Unfortunately there is the clear implication from President Sarkozy that talk will be sufficient. As it has not been so far perhaps he will explain how this situation will change. My view is that if you read between the lines he is in effect admitting there is no concrete plan so to the thinking man such a speech is in danger of making things worse.
Moving towards the longer-term time horizon Germany’s Finance Minister Wolfgang Schäuble has come up with something more thoughtful. He feels that Europe needs to set-up a European Monetary Fund so that in future crises there would be somewhere for a nation like Greece to turn to.
How would this work?
Details are sketchy at this stage but the principle is as follows. A euro zone country in trouble would have the option of offering European Monetary Fund (EMF) bonds rather than its own. It may even have the option of replacing some of its own bonds with EMF ones. There would be a price which would be a “haircut” on the bonds. For those that do not understand the concept of a haircut it simply is a way of calculating the price (and establishes the principle that such facilities are not free!)

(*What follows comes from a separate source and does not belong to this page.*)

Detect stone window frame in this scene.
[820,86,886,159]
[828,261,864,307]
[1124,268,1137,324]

Now much remains to be done but one clear advantage would be that such a fund would operate in Euro’s and this compares with the International Monetary Fund who would not operate in Euro’s for a Euro zone member. This reduces potential currency risk.Frankly such a fund should have been instituted as the beginning of the Euro. So it would be an improvement but is only a partial solution I feel. Of course it would have to be accepted by Germany’s Constitutional Court.
Also Wolfgang Schäuble came up with some further interesting thoughts where he said that speculators were not the root of the problem, but they made the problem worse. Also he felt that more economic policy coordination is needed within both the European Union and the Euro zone. So finally some sense from a politician let us hope for more of it.
It remains to be seen how Greece will get out of this crisis as many potential problems await her. For example her debt redemption timetable has 2011,2012 and 2014 as years where there are substantial redemptions and if you look at the darker implications of my analysis with declining output then these could hit her with declining economic growth. Therefore Europe will need to help her I feel and I hope that her economic news will be better than I fear. But 2011 and 2012 could be very difficult years too.